O evento, no início deste mês, foi promovido como parte do Encontro Anual da Sociedade Americana de Oncologia Clínica (ASCO) e Taylor é professor associado do Instituto para Ciência Clínica e Translacional de Connecticut, nos Estados Unidos, especializado no tratamento de tumores na bexiga e pesquisador de avanços terapêuticos na área. Diferentemente da evolução pela qual passaram outros tipos de câncer mais incidentes, como os tumores de próstata e de mama, o desenvolvimento científico de novas propostas para tratamento e diagnóstico dos males que atingem um dos principais órgãos do sistema urinário esteve a passos vagarosos, senão praticamente estacionado.
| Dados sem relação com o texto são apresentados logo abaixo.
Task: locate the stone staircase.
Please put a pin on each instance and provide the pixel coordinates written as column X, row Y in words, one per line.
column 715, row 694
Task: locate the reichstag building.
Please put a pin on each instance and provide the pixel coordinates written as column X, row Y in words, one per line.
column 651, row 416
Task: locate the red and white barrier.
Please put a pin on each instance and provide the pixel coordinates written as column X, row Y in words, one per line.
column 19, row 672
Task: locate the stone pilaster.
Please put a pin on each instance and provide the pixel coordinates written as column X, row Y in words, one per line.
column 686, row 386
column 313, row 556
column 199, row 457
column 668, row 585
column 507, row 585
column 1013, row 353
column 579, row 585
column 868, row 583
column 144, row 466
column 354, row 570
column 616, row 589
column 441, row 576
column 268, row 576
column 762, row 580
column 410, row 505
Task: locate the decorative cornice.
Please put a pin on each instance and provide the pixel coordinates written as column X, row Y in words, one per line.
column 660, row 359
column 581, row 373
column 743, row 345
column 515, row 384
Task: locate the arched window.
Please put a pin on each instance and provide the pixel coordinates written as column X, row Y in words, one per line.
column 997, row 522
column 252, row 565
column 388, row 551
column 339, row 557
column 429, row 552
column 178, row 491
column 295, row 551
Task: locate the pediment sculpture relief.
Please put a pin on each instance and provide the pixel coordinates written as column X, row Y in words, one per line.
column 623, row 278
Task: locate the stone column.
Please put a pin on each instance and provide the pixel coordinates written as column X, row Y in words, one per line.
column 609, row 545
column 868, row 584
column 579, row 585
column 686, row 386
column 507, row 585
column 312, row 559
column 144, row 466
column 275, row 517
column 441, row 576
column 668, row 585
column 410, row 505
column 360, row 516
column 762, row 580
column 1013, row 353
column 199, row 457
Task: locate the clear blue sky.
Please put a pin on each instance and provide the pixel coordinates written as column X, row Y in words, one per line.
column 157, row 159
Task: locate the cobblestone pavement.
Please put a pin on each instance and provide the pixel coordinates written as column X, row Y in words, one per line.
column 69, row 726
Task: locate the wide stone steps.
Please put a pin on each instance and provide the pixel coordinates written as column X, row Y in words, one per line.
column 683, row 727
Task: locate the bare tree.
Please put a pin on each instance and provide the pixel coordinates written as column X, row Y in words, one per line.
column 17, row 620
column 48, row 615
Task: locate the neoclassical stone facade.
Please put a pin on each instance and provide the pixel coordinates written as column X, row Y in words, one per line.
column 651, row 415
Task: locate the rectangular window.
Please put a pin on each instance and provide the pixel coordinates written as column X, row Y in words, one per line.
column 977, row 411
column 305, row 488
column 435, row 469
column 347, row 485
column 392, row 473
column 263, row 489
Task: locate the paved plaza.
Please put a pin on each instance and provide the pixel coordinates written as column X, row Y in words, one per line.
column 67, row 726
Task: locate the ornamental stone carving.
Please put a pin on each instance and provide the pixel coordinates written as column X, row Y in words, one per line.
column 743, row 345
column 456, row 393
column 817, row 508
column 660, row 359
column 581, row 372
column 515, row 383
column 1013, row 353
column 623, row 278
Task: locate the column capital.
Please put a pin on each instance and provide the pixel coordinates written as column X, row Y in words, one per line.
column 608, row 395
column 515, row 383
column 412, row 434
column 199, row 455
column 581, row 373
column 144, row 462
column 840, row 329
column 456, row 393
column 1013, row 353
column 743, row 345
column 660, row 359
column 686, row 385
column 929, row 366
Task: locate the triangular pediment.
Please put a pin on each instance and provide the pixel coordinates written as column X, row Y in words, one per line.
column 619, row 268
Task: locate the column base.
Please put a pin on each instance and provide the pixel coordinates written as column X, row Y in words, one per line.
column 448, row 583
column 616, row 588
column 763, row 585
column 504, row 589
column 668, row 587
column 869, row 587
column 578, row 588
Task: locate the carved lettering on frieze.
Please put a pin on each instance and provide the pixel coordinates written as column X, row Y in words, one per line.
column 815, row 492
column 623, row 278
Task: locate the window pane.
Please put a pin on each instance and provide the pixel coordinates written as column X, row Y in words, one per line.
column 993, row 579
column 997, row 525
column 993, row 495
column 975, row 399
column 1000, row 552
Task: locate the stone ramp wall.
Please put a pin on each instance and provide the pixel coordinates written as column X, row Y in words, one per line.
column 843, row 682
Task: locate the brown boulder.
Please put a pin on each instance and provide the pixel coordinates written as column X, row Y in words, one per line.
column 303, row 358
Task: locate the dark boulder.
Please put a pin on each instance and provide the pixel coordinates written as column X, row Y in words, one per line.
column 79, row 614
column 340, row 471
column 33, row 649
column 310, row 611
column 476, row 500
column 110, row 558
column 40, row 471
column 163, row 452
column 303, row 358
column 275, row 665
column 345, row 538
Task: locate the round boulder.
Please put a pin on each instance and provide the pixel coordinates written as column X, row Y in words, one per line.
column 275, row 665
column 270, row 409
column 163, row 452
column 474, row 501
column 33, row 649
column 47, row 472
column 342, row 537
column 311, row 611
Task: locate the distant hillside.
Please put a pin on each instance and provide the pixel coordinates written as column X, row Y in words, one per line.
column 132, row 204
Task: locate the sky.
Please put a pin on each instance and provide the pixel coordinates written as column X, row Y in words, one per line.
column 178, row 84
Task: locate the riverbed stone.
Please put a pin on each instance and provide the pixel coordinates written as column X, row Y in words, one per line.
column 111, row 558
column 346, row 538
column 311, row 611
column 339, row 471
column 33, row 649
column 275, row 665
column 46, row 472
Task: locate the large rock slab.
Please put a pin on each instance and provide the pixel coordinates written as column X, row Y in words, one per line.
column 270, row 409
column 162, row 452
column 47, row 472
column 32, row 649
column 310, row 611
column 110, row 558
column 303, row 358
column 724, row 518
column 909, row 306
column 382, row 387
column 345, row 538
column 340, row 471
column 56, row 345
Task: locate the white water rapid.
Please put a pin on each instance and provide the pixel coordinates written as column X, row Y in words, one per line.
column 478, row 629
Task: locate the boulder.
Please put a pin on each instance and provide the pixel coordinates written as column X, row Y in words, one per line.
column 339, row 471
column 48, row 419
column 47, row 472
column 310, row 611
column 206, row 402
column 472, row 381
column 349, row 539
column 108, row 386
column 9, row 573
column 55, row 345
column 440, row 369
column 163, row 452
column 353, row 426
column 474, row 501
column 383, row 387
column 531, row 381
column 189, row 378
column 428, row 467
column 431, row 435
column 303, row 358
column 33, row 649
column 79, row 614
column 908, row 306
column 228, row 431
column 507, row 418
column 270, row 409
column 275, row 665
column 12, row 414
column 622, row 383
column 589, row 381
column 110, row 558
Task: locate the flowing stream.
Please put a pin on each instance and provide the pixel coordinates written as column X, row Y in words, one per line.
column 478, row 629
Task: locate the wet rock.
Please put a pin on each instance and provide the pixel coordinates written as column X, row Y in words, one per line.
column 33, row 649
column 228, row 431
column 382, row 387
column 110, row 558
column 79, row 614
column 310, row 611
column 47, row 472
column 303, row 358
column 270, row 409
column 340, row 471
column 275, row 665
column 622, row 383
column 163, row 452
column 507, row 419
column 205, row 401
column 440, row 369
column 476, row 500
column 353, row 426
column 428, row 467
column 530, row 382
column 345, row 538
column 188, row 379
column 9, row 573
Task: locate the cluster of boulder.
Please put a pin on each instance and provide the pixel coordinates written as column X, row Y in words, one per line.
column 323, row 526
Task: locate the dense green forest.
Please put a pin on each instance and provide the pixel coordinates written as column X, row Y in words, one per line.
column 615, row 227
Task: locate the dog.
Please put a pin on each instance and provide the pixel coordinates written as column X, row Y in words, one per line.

A principal consequência dessa aparente inércia atinge diretamente os pacientes, que têm poucas opções após a confirmação da doença. Em casos mais graves, nos quais as células cancerígenas alcançaram o tecido muscular, pode ser necessária a retirada completa do órgão, como aconteceu com a avó do urologista palestrante, o que promove a queda vertiginosa da qualidade de vida do paciente. O atraso na evolução do tratamento é exemplificado por Taylor quando compara as taxas de sobrevivência da doença na bexiga com a correspondente na mama.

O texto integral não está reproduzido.